Download or read book Theory of the Inhomogeneous Electron Gas written by Stig Lundqvist and published by Springer Science & Business Media. This book was released on 2013-11-11 with total page 405 pages. Available in PDF, EPUB and Kindle. Book excerpt: The theory of the inhomogeneous electron gas had its origin in the Thomas Fermi statistical theory, which is discussed in the first chapter of this book. This already leads to significant physical results for the binding energies of atomic ions, though because it leaves out shell structure the results of such a theory cannot reflect the richness of the Periodic Table. Therefore, for a long time, the earlier method proposed by Hartree, in which each electron is assigned its own personal wave function and energy, dominated atomic theory. The extension of the Hartree theory by Fock, to include exchange, had its parallel in the density description when Dirac showed how to incorporate exchange in the Thomas-Fermi theory. Considerably later, in 1951, Slater, in an important paper, showed how a result similar to but not identical with that of Dirac followed as a simplification of the Hartree-Fock method. It was Gombas and other workers who recognized that one could also incorporate electron correlation consistently into the Thomas-Fermi-Dirac theory by using uniform electron gas relations locally, and progress had been made along all these avenues by the 1950s.

Download or read book Density Functional Methods In Physics written by Reiner M. Dreizler and published by Springer Science & Business Media. This book was released on 2013-11-11 with total page 530 pages. Available in PDF, EPUB and Kindle. Book excerpt:

Download or read book Density Functional Theory written by Eberhard Engel and published by Springer Science & Business Media. This book was released on 2011-02-14 with total page 543 pages. Available in PDF, EPUB and Kindle. Book excerpt: Density Functional Theory (DFT) has firmly established itself as the workhorse for atomic-level simulations of condensed phases, pure or composite materials and quantum chemical systems.

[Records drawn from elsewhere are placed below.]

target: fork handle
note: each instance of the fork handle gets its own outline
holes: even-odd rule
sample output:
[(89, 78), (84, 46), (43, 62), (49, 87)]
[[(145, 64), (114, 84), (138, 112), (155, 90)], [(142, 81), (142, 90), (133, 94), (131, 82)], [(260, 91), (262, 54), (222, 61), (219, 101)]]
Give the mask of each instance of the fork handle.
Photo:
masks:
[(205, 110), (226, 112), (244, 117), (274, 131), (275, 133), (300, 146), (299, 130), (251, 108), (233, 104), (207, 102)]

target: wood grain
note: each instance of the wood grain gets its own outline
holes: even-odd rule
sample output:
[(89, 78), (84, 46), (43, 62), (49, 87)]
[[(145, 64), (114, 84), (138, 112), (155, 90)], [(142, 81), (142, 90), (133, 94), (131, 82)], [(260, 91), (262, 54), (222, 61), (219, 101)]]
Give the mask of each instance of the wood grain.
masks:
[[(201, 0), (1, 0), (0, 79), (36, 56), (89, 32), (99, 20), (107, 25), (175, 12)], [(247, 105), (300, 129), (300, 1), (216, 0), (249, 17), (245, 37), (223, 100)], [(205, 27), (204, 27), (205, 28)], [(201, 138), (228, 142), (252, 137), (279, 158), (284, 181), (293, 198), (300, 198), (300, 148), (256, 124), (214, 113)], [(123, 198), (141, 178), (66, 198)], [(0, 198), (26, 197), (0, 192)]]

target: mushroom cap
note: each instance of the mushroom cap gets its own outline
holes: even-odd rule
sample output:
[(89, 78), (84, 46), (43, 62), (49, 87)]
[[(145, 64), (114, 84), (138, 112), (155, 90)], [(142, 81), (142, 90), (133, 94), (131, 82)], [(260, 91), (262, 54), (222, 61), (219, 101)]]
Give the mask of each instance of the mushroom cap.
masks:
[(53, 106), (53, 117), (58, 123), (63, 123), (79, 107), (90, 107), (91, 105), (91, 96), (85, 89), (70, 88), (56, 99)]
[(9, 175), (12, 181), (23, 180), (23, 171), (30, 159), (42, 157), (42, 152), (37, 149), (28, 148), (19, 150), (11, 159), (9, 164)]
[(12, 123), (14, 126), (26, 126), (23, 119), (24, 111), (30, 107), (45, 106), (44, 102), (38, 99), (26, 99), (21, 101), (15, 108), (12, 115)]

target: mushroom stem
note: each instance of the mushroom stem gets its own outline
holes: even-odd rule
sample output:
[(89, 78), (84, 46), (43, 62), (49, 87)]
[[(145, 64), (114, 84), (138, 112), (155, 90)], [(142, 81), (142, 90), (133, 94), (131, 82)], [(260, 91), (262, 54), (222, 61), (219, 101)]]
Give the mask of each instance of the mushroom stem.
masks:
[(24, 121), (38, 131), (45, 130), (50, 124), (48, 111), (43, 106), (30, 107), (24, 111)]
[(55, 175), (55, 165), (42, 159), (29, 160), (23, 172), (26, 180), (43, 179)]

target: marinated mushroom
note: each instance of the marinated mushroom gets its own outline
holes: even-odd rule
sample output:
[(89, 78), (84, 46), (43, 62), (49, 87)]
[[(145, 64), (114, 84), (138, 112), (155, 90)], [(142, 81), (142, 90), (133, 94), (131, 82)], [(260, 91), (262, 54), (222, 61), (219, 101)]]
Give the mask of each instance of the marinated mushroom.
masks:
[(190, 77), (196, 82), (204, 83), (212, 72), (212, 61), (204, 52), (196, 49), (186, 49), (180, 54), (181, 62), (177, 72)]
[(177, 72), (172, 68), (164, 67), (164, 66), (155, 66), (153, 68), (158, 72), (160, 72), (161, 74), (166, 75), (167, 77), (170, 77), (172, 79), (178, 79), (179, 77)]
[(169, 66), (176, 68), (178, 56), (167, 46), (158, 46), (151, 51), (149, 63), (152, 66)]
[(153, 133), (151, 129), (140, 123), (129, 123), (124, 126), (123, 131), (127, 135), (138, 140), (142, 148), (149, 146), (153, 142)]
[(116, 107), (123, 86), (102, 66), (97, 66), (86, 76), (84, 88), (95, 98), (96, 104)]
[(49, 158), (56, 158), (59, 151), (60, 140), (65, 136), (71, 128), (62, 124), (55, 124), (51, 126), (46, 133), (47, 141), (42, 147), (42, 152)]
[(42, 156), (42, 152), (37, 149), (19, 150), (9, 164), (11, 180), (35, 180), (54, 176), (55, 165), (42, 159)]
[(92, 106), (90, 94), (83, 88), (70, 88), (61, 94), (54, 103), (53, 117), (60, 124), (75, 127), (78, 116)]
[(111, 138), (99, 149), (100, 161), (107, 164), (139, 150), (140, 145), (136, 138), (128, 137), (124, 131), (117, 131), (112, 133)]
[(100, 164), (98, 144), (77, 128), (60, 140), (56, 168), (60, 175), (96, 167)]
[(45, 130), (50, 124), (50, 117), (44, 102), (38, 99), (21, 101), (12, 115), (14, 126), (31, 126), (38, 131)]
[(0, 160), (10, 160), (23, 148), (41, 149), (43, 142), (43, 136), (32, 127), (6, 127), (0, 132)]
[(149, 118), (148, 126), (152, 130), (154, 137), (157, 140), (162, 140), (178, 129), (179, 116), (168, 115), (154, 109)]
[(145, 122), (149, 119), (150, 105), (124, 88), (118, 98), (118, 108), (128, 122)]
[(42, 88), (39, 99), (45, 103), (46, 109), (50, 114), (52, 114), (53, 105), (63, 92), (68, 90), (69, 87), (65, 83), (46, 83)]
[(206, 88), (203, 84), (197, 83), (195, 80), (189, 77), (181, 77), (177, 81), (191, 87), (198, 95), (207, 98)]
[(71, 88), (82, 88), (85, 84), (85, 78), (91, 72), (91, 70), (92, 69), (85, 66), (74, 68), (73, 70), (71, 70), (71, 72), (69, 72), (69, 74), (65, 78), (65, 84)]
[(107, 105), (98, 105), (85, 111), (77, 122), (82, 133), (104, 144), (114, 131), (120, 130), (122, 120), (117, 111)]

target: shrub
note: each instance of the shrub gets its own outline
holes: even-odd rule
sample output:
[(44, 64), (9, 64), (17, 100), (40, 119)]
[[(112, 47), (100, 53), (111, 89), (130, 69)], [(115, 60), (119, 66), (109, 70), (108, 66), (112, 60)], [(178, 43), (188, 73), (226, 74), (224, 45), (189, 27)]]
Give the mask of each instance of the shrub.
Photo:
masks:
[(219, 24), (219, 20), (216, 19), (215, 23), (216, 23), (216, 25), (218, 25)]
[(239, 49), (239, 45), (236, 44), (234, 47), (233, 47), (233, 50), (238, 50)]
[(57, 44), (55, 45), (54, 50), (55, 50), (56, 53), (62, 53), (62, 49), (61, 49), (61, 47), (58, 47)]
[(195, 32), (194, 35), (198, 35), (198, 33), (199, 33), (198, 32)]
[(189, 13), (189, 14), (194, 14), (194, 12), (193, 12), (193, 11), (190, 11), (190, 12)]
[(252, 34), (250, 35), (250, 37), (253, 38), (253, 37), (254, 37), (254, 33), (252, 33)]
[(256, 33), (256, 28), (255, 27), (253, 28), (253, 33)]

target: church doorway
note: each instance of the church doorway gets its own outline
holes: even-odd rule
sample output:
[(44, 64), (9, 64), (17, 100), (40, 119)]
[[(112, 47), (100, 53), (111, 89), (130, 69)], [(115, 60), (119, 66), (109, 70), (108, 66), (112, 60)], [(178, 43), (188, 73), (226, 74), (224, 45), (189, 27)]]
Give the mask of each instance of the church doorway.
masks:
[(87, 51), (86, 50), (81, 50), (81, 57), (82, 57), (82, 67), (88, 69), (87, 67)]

This work offers a rigorous and detailed introduction to the foundations of this theory, up to and including such advanced topics as orbital-dependent functionals as well as both time-dependent and relativistic DFT. Given the many ramifications of contemporary DFT, the text concentrates on the self-contained presentation of the basics of the most widely used DFT variants: this implies a thorough discussion of the corresponding existence theorems and effective single particle equations, as well as of key approximations utilized in implementations. The formal results are complemented by selected quantitative results, which primarily aim at illustrating the strengths and weaknesses of particular approaches or functionals. The structure and content of this book allow a tutorial and modular self-study approach: the reader will find that all concepts of many-body theory which are indispensable for the discussion of DFT - such as the single-particle Green's function or response functions - are introduced step by step, along with the actual DFT material. The same applies to basic notions of solid state theory, such as the Fermi surface of inhomogeneous, interacting systems. In fact, even the language of second quantization is introduced systematically in an Appendix for readers without formal training in many-body theory.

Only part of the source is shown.